INTRODUCTION: Orbitozygomatic fractures most commonly occur in the midface. The main causes of fractures are traffic accidents, mainly by motorcycles, and interpersonal violence. The basic principles for the treatment of facial fractures are the reduction and fixation of the fracture site. It is fundamental that the surgical access be the most direct and broad as possible. Either the subciliary approach or transconjunctival access with lateral canthotomy can be used. The objective of this study was to evaluate and compare the complications, advantages, and disadvantages of the transconjunctival approach with lateral canthotomy and conventional subciliary access.
METHODS: We selected 15 patients in whom fractures were addressed through a subciliary incision and 15 patients in whom the fractures were addressed by using a transconjunctival incision with lateral canthotomy, and evaluated the incidence of complications with the two methods. The data were statistically analyzed by using the SPSS 20.0 software.
RESULTS: Thirty patients were operated with the subciliary access in 15 patients and the transconjunctival access in the other 15. Trauma occurred more frequently on weekends. The most frequent complications were apparent scar (26%), apparent sclera (23.3%), and ectropion (20%). Ectropion was more common in the > 60-year age group.
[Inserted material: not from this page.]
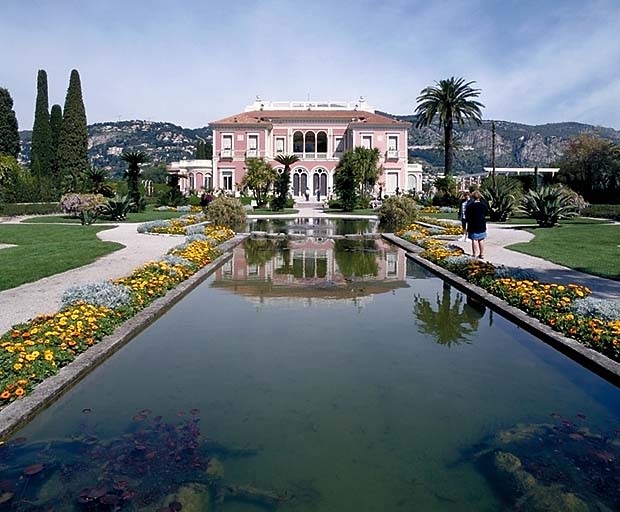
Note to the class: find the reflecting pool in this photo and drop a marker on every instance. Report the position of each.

CONCLUSION: Both techniques were effective for the correction of fractures of the orbitozygomatic complex. The transconjunctival technique provides more esthetic and less stigmatizing scars. Hence, it is currently the author's first choice of treatment. The global incidence of complications was similar between the two techniques. Ectropion was less frequent with the transconjunctival access.
Keywords: Cranial fractures; Traffic accidents; Reconstructive surgical procedures; Orbit; Zygoma.